Romero on Lenten Sacrifice

It is so easy for my “Lenten discipline” – the quotations are to indicate how little “Lent” there is sometimes in the discipline – to devolve into a chance to drop a few points, quit an annoying habit, or spend a little less money. I never mean for that to happen, but somehow Lent seems provide an opportunity to prod me to self-improvement in the guise of true self-denial. When I feel that urge, I often reach for this quotation from Archbishop Oscar Romero who unfailingly redirects my Lenten focus from myself to those around me.

Romero also helps me wrestle with one of the more challenging elements of the gospel. In today’s gospel reading, we hear Jesus admonish the crowds to take up their cross and follow him. But what does that mean for those who are suffering? How can they take up the cross? These are important questions in part because of the way these words of our Lord have been misused to sanction abuse. And so I again look to Romero and find him help me along the way by reminding us that Jesus’ cross gives meaning “to the sacrifice that is everyday life” for those who are poor, in need, or suffering. Perhaps the cross is not something we look for, but is given to us, and only by being open to bear the cross for others can we find the strength and faith to bear it at all.

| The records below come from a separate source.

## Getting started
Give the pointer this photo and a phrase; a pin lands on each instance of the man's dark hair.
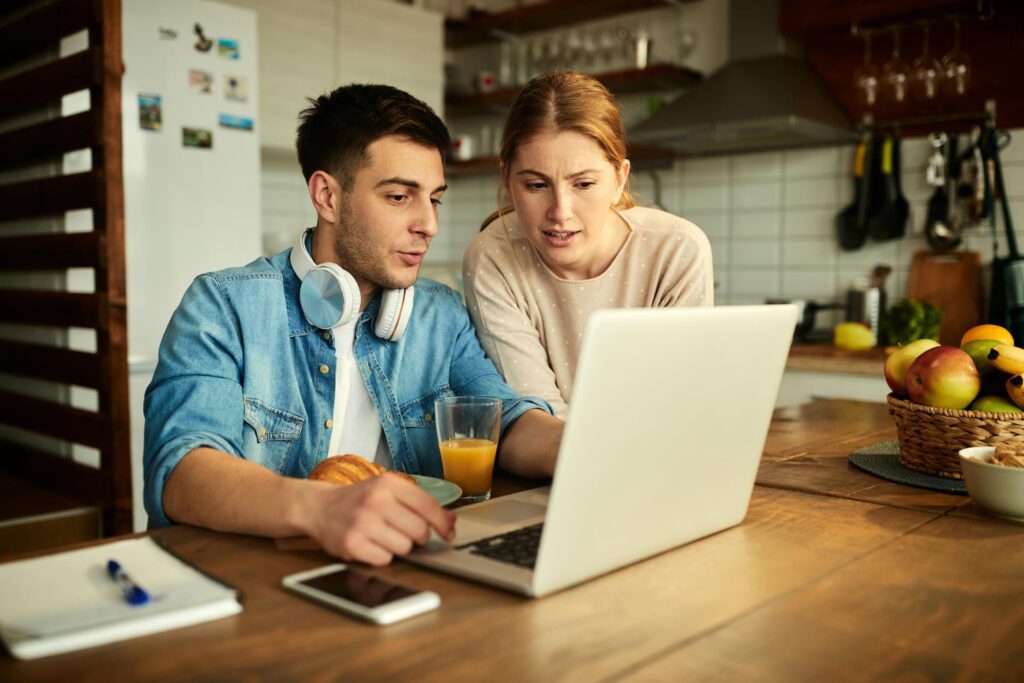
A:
(337, 128)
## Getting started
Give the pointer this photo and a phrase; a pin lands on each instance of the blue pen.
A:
(134, 594)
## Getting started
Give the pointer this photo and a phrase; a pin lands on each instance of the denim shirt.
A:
(243, 372)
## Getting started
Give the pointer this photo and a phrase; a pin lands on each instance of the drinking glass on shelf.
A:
(467, 434)
(955, 67)
(896, 73)
(865, 78)
(926, 72)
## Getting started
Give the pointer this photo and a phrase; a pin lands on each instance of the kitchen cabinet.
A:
(823, 28)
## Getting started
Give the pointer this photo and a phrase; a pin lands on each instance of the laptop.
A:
(665, 432)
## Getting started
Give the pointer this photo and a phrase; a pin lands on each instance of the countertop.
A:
(827, 358)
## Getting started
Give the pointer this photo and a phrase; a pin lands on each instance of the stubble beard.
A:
(361, 257)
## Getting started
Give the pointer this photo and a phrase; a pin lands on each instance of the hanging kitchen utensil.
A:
(1007, 299)
(890, 220)
(941, 233)
(850, 223)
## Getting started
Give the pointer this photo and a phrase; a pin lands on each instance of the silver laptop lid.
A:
(668, 419)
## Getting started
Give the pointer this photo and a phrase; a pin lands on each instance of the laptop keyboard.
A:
(518, 547)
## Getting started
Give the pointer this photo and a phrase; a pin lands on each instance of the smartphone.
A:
(359, 594)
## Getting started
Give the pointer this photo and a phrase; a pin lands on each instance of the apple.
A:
(943, 377)
(899, 361)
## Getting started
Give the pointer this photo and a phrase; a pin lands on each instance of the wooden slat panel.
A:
(49, 139)
(53, 473)
(49, 23)
(46, 252)
(49, 82)
(54, 420)
(65, 309)
(56, 365)
(47, 197)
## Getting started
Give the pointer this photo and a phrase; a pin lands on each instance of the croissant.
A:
(349, 469)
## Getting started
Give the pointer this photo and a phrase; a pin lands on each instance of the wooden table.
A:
(834, 574)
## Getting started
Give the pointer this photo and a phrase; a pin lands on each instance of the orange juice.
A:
(469, 463)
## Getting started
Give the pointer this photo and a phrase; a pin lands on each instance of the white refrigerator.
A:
(192, 167)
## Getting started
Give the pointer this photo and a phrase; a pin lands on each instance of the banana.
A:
(1015, 389)
(1008, 358)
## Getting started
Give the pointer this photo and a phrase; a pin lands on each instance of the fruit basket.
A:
(930, 438)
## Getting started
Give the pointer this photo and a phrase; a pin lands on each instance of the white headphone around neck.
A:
(330, 297)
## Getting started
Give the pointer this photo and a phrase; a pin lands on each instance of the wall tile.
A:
(812, 193)
(815, 163)
(702, 197)
(757, 195)
(754, 282)
(757, 224)
(810, 253)
(757, 167)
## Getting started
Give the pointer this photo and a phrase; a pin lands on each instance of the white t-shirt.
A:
(356, 425)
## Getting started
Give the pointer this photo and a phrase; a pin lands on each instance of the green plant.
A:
(908, 321)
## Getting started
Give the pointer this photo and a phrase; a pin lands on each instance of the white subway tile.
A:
(757, 223)
(714, 223)
(812, 193)
(705, 197)
(815, 163)
(809, 222)
(702, 170)
(762, 166)
(819, 253)
(757, 195)
(757, 253)
(817, 284)
(759, 283)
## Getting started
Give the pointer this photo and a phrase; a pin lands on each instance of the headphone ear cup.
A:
(392, 318)
(329, 296)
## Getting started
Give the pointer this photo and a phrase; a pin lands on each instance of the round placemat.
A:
(883, 460)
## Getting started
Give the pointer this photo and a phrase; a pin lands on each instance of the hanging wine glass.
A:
(955, 67)
(865, 78)
(896, 73)
(926, 72)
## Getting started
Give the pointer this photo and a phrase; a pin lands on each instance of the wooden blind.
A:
(35, 135)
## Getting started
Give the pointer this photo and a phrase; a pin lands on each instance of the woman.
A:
(569, 239)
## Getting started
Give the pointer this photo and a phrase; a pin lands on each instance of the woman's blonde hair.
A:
(563, 100)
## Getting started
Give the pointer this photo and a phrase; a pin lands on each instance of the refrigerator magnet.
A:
(203, 44)
(237, 88)
(197, 137)
(237, 122)
(200, 81)
(151, 113)
(227, 47)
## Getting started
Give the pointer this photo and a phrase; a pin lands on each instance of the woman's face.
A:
(563, 188)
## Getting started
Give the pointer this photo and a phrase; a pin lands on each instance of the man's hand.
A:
(370, 521)
(376, 519)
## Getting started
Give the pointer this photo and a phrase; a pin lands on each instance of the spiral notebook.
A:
(68, 601)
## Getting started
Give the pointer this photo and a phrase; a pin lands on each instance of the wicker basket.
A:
(931, 437)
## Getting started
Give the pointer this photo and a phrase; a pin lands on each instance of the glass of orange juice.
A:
(467, 434)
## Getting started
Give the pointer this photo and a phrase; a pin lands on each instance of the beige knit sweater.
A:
(530, 322)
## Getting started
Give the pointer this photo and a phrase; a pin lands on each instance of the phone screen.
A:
(358, 588)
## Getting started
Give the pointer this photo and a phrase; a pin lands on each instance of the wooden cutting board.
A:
(953, 282)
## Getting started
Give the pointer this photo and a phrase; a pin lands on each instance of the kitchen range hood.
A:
(767, 96)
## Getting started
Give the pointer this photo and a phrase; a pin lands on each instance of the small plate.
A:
(443, 492)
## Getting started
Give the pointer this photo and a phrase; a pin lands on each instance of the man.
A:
(249, 394)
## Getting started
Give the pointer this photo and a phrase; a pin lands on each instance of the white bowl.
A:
(999, 489)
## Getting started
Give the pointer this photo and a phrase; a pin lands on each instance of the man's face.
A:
(389, 217)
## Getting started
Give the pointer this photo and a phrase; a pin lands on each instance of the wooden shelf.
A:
(655, 77)
(482, 27)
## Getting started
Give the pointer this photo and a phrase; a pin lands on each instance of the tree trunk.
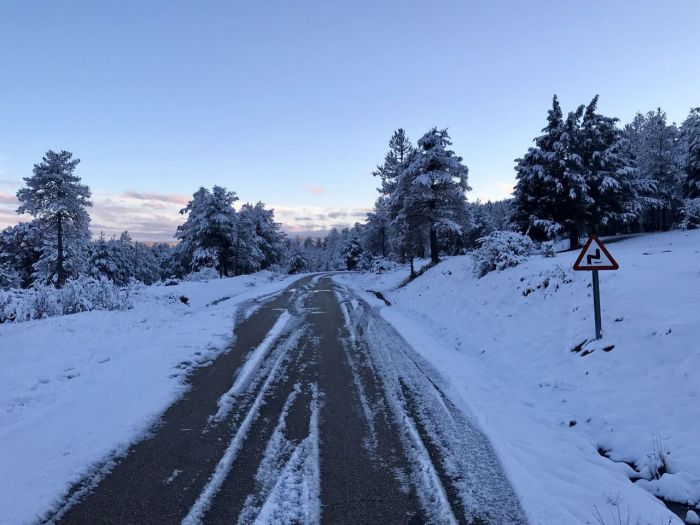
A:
(60, 270)
(433, 246)
(574, 234)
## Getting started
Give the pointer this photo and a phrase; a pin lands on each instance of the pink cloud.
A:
(7, 198)
(315, 190)
(158, 197)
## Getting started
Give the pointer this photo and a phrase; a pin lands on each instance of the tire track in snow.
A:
(295, 497)
(223, 467)
(438, 435)
(250, 368)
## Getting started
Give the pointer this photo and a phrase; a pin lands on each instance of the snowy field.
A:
(571, 427)
(79, 388)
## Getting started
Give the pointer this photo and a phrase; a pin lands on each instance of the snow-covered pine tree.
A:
(207, 235)
(691, 142)
(551, 194)
(54, 195)
(376, 235)
(269, 235)
(247, 253)
(400, 149)
(20, 249)
(101, 262)
(608, 170)
(432, 188)
(653, 143)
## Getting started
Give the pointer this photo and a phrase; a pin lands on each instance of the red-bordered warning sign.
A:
(595, 256)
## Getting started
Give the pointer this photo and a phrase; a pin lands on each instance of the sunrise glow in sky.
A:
(293, 103)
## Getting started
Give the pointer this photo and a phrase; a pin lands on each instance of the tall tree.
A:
(207, 236)
(691, 141)
(654, 144)
(432, 188)
(551, 194)
(612, 182)
(54, 195)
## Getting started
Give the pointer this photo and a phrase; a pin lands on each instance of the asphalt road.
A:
(318, 412)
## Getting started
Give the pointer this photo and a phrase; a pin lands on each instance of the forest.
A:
(585, 173)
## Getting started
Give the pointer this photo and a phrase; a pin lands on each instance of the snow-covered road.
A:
(319, 412)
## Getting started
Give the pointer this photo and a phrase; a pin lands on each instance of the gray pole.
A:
(596, 305)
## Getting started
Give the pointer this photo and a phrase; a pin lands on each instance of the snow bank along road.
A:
(317, 413)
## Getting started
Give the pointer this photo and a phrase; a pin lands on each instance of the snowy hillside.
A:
(78, 388)
(571, 427)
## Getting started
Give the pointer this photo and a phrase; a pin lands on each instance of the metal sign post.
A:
(594, 257)
(596, 305)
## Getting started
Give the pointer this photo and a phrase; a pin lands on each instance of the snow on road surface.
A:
(79, 388)
(565, 424)
(251, 366)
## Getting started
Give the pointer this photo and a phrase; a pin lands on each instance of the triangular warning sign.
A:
(594, 256)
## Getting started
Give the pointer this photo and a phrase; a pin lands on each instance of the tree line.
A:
(584, 174)
(56, 244)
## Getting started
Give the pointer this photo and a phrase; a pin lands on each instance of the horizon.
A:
(280, 105)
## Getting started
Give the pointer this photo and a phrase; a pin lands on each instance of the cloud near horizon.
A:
(155, 217)
(316, 190)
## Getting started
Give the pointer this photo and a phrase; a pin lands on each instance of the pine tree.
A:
(101, 262)
(608, 170)
(247, 254)
(376, 237)
(691, 141)
(207, 236)
(653, 143)
(268, 235)
(56, 198)
(431, 189)
(551, 194)
(400, 150)
(20, 249)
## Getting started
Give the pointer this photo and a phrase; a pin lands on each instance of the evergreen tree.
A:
(268, 235)
(207, 236)
(54, 195)
(101, 262)
(551, 194)
(653, 143)
(20, 249)
(431, 190)
(608, 170)
(247, 253)
(691, 142)
(377, 234)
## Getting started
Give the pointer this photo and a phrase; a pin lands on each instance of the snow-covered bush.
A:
(382, 265)
(206, 273)
(547, 249)
(297, 264)
(500, 250)
(691, 214)
(77, 295)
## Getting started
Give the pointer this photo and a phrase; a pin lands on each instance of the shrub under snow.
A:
(500, 250)
(691, 214)
(77, 295)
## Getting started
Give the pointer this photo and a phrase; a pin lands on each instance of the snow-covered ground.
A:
(77, 389)
(504, 344)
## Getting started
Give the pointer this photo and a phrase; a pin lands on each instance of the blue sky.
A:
(293, 102)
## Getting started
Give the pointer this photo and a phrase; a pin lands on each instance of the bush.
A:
(381, 265)
(691, 214)
(77, 295)
(500, 250)
(547, 249)
(297, 264)
(204, 274)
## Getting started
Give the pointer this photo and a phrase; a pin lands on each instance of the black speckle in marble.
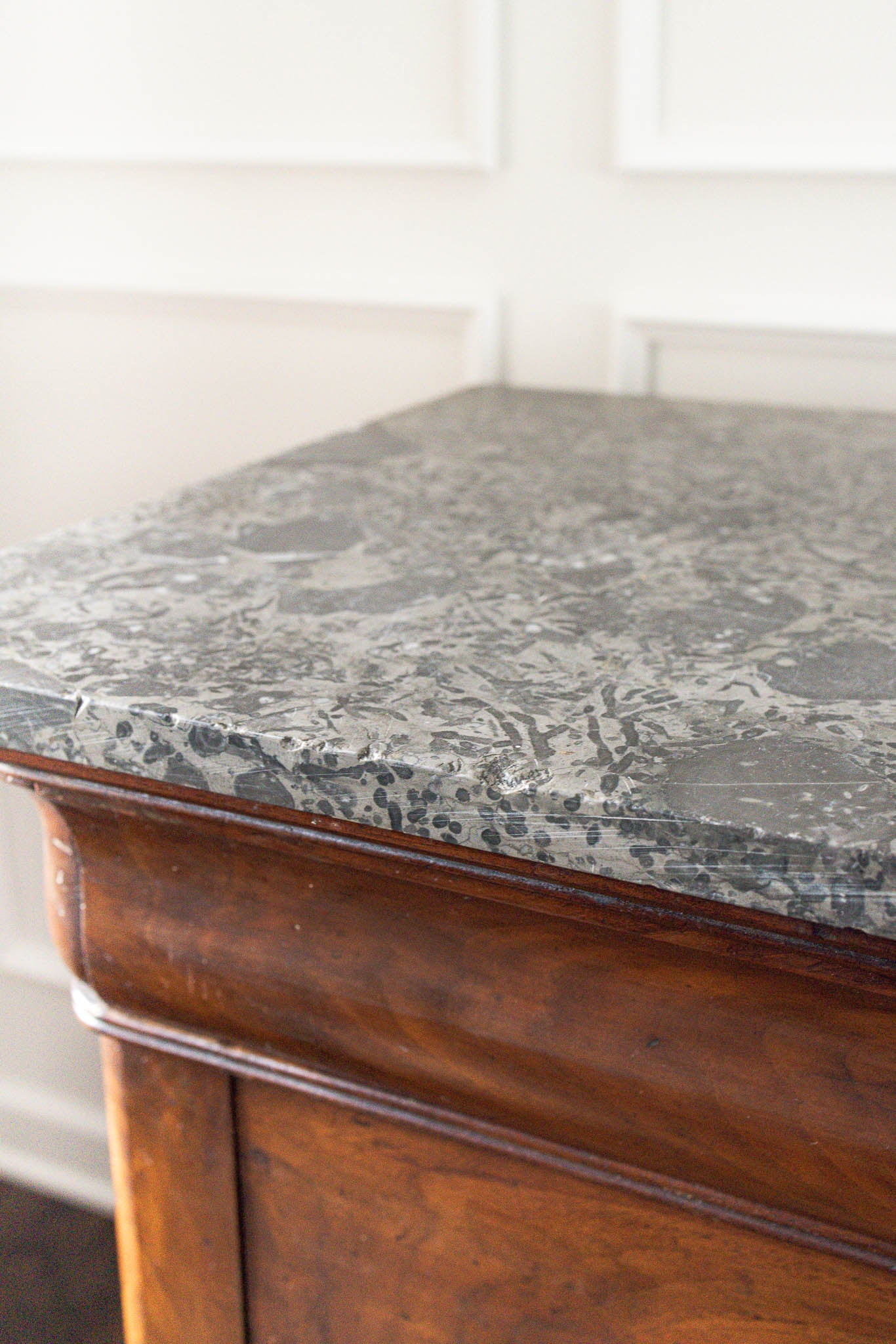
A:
(653, 640)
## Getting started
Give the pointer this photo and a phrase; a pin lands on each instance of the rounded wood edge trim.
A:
(246, 1062)
(580, 894)
(62, 885)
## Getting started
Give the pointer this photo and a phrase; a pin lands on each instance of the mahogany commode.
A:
(474, 837)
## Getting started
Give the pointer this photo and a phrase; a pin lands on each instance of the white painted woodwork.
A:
(230, 228)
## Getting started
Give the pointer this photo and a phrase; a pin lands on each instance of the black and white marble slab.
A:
(648, 639)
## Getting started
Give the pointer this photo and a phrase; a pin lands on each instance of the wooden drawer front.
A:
(680, 1054)
(365, 1228)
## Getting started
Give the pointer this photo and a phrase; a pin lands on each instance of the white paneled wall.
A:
(228, 228)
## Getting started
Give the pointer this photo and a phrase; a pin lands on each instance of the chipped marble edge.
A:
(842, 886)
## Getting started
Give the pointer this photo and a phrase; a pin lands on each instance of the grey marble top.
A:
(647, 639)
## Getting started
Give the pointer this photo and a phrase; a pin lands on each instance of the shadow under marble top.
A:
(640, 637)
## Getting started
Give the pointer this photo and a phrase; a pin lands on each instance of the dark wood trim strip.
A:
(239, 1059)
(582, 895)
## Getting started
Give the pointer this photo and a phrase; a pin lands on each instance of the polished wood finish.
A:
(359, 1228)
(693, 1059)
(716, 1083)
(173, 1154)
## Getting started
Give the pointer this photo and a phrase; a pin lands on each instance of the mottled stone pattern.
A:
(648, 639)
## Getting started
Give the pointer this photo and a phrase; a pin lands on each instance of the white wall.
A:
(228, 228)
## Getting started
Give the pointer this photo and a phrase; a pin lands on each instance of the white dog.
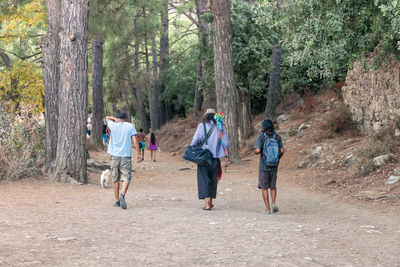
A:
(105, 178)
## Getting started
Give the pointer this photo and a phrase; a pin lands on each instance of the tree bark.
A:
(70, 165)
(208, 94)
(97, 86)
(156, 94)
(139, 94)
(198, 94)
(223, 69)
(50, 44)
(202, 34)
(164, 61)
(272, 101)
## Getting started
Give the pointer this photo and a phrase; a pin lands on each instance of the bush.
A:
(339, 124)
(22, 148)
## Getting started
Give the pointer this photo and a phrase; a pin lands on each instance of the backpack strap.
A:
(207, 135)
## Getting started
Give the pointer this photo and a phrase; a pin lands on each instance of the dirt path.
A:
(49, 224)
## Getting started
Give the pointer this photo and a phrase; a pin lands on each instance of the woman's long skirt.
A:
(207, 179)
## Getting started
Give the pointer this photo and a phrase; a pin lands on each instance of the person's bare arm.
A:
(281, 153)
(135, 142)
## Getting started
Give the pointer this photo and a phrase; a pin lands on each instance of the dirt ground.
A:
(48, 224)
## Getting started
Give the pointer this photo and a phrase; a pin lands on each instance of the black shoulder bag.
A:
(197, 154)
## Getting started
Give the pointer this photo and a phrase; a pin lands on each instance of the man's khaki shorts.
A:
(121, 169)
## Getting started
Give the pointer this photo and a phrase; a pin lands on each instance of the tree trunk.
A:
(50, 44)
(198, 94)
(70, 165)
(164, 61)
(97, 86)
(208, 94)
(148, 86)
(224, 80)
(139, 94)
(156, 94)
(272, 101)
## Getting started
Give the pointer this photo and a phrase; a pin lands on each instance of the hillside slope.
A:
(317, 158)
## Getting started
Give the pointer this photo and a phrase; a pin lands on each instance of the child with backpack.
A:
(269, 146)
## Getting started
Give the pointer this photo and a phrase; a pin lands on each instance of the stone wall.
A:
(373, 96)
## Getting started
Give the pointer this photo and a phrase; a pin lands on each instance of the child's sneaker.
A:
(122, 201)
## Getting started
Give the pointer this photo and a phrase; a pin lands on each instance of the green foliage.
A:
(324, 37)
(22, 148)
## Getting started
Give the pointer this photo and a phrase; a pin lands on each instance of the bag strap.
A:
(207, 135)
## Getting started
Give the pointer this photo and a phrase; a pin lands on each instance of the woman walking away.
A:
(269, 146)
(153, 146)
(207, 176)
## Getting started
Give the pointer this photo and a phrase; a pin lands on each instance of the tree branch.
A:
(189, 16)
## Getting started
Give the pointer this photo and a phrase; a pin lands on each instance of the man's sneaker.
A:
(274, 209)
(122, 201)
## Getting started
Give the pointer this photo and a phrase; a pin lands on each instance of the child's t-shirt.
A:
(260, 145)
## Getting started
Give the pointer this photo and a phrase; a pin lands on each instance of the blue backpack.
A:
(270, 154)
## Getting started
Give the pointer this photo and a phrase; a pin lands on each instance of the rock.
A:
(317, 150)
(382, 160)
(282, 117)
(302, 165)
(350, 160)
(392, 180)
(303, 127)
(97, 164)
(302, 153)
(292, 132)
(313, 158)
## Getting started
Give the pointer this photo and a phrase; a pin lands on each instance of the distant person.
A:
(207, 176)
(142, 138)
(270, 154)
(105, 134)
(120, 148)
(89, 128)
(153, 146)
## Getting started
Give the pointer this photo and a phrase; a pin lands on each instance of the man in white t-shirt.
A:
(120, 149)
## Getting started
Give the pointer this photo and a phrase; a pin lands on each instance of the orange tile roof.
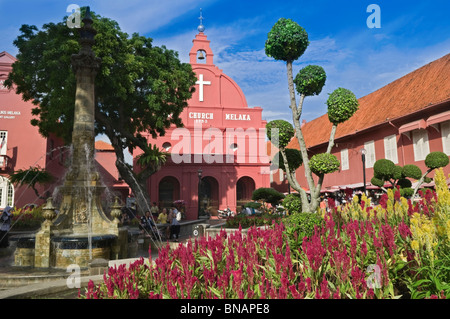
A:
(103, 146)
(426, 86)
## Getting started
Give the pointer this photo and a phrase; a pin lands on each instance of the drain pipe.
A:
(401, 138)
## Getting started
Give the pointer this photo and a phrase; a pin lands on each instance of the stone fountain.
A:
(81, 231)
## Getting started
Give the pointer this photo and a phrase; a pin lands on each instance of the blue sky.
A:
(354, 56)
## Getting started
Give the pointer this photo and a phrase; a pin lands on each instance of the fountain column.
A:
(62, 241)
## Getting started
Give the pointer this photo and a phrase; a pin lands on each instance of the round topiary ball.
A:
(436, 160)
(310, 80)
(412, 171)
(342, 104)
(283, 132)
(404, 183)
(324, 163)
(384, 167)
(377, 181)
(286, 41)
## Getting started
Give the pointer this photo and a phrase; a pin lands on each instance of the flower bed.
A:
(394, 250)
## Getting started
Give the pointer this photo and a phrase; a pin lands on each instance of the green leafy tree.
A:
(386, 171)
(432, 161)
(287, 41)
(140, 89)
(267, 195)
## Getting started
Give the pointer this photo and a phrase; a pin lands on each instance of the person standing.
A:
(154, 210)
(175, 224)
(163, 219)
(5, 225)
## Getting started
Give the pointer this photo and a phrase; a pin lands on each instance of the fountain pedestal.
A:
(81, 231)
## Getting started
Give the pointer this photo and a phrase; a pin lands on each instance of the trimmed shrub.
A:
(286, 41)
(384, 168)
(324, 163)
(292, 203)
(294, 158)
(412, 171)
(342, 104)
(436, 159)
(285, 132)
(310, 80)
(299, 226)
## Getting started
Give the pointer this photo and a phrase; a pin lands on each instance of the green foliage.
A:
(299, 226)
(377, 181)
(384, 169)
(310, 80)
(292, 203)
(398, 172)
(404, 183)
(254, 205)
(412, 171)
(268, 195)
(140, 88)
(324, 163)
(286, 41)
(285, 132)
(152, 156)
(342, 104)
(246, 221)
(406, 191)
(436, 159)
(294, 158)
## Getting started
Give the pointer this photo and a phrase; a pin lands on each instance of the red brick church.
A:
(219, 158)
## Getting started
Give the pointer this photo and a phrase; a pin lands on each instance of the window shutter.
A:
(420, 144)
(390, 148)
(344, 160)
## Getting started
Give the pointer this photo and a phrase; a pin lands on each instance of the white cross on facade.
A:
(200, 82)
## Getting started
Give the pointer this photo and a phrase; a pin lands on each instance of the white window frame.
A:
(345, 164)
(390, 148)
(370, 153)
(420, 144)
(445, 131)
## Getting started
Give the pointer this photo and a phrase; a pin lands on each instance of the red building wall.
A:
(217, 117)
(417, 102)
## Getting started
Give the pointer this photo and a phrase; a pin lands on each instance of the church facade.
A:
(219, 157)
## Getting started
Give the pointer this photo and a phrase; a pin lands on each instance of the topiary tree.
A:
(267, 195)
(386, 171)
(294, 159)
(287, 41)
(432, 161)
(324, 163)
(292, 203)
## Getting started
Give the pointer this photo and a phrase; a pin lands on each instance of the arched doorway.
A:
(245, 187)
(169, 191)
(209, 195)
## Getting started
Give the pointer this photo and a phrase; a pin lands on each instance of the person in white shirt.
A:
(5, 225)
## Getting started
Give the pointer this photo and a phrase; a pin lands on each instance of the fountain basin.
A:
(64, 250)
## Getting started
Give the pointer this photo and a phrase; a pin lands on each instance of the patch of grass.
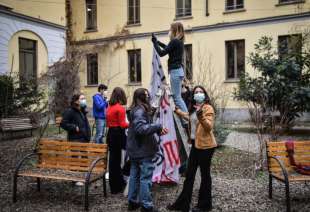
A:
(233, 163)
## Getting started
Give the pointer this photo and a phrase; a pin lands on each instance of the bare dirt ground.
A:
(235, 187)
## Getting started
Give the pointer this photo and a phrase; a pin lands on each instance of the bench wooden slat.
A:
(69, 167)
(51, 176)
(77, 148)
(69, 161)
(73, 153)
(65, 143)
(63, 158)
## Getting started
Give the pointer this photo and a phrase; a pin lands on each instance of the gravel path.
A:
(235, 188)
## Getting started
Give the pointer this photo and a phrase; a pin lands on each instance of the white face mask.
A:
(83, 103)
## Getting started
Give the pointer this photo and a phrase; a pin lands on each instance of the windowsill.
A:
(91, 86)
(234, 11)
(134, 84)
(90, 30)
(183, 17)
(133, 25)
(232, 81)
(290, 2)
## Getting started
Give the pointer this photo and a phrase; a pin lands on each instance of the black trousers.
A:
(197, 158)
(115, 139)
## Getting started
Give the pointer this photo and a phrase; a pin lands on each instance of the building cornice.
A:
(198, 28)
(29, 18)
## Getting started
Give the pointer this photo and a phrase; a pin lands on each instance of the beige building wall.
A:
(42, 60)
(113, 64)
(47, 10)
(157, 15)
(206, 33)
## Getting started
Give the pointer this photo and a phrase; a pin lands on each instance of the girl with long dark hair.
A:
(175, 50)
(116, 138)
(201, 119)
(141, 148)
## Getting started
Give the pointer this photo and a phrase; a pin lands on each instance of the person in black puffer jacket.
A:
(141, 148)
(74, 120)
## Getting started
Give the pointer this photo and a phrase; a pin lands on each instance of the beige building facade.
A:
(32, 36)
(220, 34)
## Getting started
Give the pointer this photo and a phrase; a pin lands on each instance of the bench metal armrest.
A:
(22, 161)
(93, 165)
(282, 166)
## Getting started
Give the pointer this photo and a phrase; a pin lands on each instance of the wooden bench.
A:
(279, 166)
(16, 124)
(68, 161)
(58, 120)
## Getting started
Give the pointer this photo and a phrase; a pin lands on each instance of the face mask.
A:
(83, 103)
(199, 97)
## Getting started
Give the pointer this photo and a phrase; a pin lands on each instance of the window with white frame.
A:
(92, 69)
(133, 12)
(235, 59)
(134, 66)
(290, 45)
(234, 4)
(91, 14)
(183, 8)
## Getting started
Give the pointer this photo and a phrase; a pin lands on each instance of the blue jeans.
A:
(176, 78)
(140, 182)
(100, 127)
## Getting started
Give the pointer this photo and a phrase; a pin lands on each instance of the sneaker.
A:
(143, 209)
(174, 207)
(133, 206)
(79, 184)
(196, 209)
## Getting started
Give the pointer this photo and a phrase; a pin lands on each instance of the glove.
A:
(154, 39)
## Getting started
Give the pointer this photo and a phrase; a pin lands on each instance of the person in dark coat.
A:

Lenten fasting is not the same thing in those lands where people eat well as is a Lent among our Third World peoples, undernourished as they are, living in a perpetual Lent, always fasting. For those who eat well, Lent is a call to austerity, a call to give away in order to share with those in need. But in poor lands, in homes where there is hunger, Lent should be observed in order to give to the sacrifice that is everyday life the meaning of the cross.

 

But it should not be out of a mistaken sense of resignation. God does not want that. Rather, feeling in one’s own flesh the consequences of sin and injustice, one is stimulated to work for social justice and a genuine love for the poor. Our Lent should awaken a sense of social justice.

Oscar Arnulfo Romero, from The Violence of Love: The Pastoral Wisdom of Archbishop Oscar Romero (1988).